The new comedy "Champions" follows Marcus (Woody Harrelson), a coach with a major attitude problem who gets kicked into court-ordered community service. He's assigned to coach the Friends, a team of disabled young basketball players with Special Olympics dreams. One of the team's key members is Johnny (Keven Iannucci), whose sister, Alex (Kaitlin Olson), comes to be in a relationship with Marcus. In addition to dealing with Marcus' eccentricities and being a great and devoted sister to Johnny, Alex is a traveling Shakespearian actor, helping both the team and Marcus be their best selves while growing in her own right.

In an exclusive interview, we spoke with star Kaitlin Olson about Alex's Shakespearean attributes and her own Shakespearean history. As it turns out, Olson's Shakespearean history involved a little of the kind of subterfuge that Billy Shakes himself would love. The actress reveals she took on the character of Someone Who Likes Shakespeare in college, and that background came in handy on the "Champions" set.

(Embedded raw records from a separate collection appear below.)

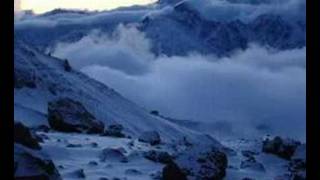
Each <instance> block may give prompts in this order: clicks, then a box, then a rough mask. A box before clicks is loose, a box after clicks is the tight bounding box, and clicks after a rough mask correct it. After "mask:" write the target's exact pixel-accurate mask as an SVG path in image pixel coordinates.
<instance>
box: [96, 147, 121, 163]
mask: <svg viewBox="0 0 320 180" xmlns="http://www.w3.org/2000/svg"><path fill="white" fill-rule="evenodd" d="M100 161H102V162H106V161H119V162H126V161H127V157H126V156H125V155H124V154H123V153H122V151H121V150H119V149H115V148H105V149H103V150H102V152H101V154H100Z"/></svg>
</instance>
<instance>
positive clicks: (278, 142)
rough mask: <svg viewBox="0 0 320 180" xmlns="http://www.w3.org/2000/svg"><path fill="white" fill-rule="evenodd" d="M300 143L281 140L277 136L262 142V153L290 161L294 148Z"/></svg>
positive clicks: (295, 149)
mask: <svg viewBox="0 0 320 180" xmlns="http://www.w3.org/2000/svg"><path fill="white" fill-rule="evenodd" d="M300 144H301V143H300V142H298V141H295V140H292V139H282V138H281V137H279V136H276V137H274V138H273V139H269V138H266V139H265V140H264V141H263V145H262V151H263V152H265V153H270V154H274V155H276V156H278V157H281V158H283V159H286V160H290V159H291V157H292V156H293V154H294V152H295V150H296V148H297V147H298V146H299V145H300Z"/></svg>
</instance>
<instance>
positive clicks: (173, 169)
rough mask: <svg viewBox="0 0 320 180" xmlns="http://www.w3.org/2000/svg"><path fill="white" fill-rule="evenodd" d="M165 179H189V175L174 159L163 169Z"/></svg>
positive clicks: (170, 179) (163, 173)
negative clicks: (184, 171)
mask: <svg viewBox="0 0 320 180" xmlns="http://www.w3.org/2000/svg"><path fill="white" fill-rule="evenodd" d="M162 179H163V180H174V179H176V180H187V176H186V175H185V174H184V172H183V171H182V170H181V168H180V167H179V166H178V165H177V164H176V163H175V162H173V161H171V162H170V163H169V164H167V165H166V166H165V167H164V168H163V170H162Z"/></svg>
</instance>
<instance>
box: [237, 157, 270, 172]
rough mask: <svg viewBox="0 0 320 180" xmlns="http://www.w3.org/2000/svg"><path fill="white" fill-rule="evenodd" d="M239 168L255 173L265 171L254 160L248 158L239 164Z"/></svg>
mask: <svg viewBox="0 0 320 180" xmlns="http://www.w3.org/2000/svg"><path fill="white" fill-rule="evenodd" d="M240 168H241V169H251V170H255V171H262V172H264V171H265V168H264V166H263V165H262V164H261V163H259V162H257V161H256V160H255V159H254V158H248V159H246V160H244V161H242V162H241V164H240Z"/></svg>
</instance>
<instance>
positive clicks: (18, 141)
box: [14, 122, 41, 149]
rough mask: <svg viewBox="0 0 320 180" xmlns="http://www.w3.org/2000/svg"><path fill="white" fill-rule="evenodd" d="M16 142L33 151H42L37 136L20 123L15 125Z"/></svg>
mask: <svg viewBox="0 0 320 180" xmlns="http://www.w3.org/2000/svg"><path fill="white" fill-rule="evenodd" d="M14 142H15V143H18V144H22V145H24V146H26V147H28V148H31V149H41V147H40V145H39V143H38V140H37V138H36V136H35V135H34V134H32V132H31V131H30V130H29V128H28V127H26V126H25V125H23V124H22V123H20V122H15V123H14Z"/></svg>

To fake liking the Bard or not to fake liking the Bard

"Champions" has a key scene where we see Alex performing Shakespeare on stage in full costume with Marcus in the audience. In our interview, Kaitlin Olson discussed her college experience at the University of Oregon. "I wanted to go to college before I moved to LA," she said, "I didn't care what college it was." As it turns out, the focus of their theater program "is Shakespeare, so the head of my department really only liked you if you were interested in Shakespeare."

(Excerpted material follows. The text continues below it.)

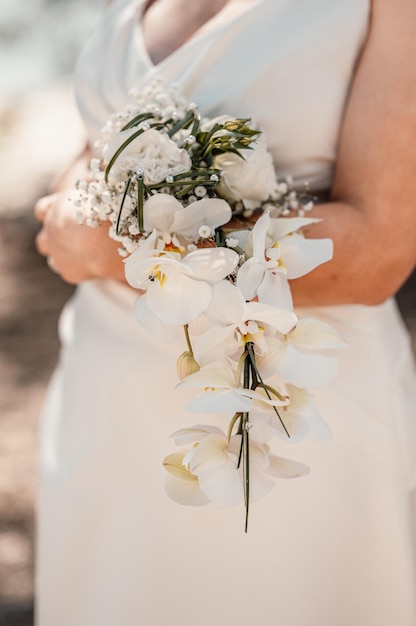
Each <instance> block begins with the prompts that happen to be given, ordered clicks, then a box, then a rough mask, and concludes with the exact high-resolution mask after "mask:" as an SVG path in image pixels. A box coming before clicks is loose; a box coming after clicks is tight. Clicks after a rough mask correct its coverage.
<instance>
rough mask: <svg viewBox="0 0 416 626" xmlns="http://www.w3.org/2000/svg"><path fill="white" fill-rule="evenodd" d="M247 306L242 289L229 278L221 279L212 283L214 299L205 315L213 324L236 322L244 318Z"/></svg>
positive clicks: (231, 322)
mask: <svg viewBox="0 0 416 626" xmlns="http://www.w3.org/2000/svg"><path fill="white" fill-rule="evenodd" d="M245 306H246V303H245V300H244V297H243V294H242V293H241V291H240V290H239V289H238V288H237V287H236V286H235V285H233V284H232V283H230V282H229V281H228V280H221V281H219V282H218V283H215V284H214V285H212V299H211V302H210V304H209V307H208V308H207V310H206V311H205V315H206V316H207V317H208V318H209V320H210V321H211V322H212V323H213V324H219V325H221V326H226V325H227V324H235V323H238V322H239V321H240V320H241V319H242V318H243V315H244V310H245Z"/></svg>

Of course, the Bard is a foundational dramatist in the Western canon, and Shakespearean theater is the background of so many actors, directors, works of literature, and film that one could do worse. For Olson, there was one problem: "I personally was not interested in Shakespeare but had to pretend that I was so that [the department head] would like me." On this basis, she "did a lot of Shakespeare," and come the key Shakespeare scene in "Champions," the actress remembered thinking "that I was really glad that I had done so much Shakespeare in college."

The reason for the turnaround is that "in the script, there were only two or three lines of dialogue," but director Bobby Farrelly "came up and was like, 'Can you just keep going for a few more minutes?'" Comedy or not, you can't just riff on Shakespeare. "I was like, 'You don't "just keep going" in Shakespeare like I can "keep going" in a regular conversation, I don't know how to do that,'" Olsen said.

She had an hour to dig in and "memorize four or five more lines" to make the scene work. At the end, she pulled off a memorable scene, and in that moment, she was "very grateful to Randall Barton at the University of Oregon for my Shakespeare training."

"Champions" debuts in theaters March 10, 2023.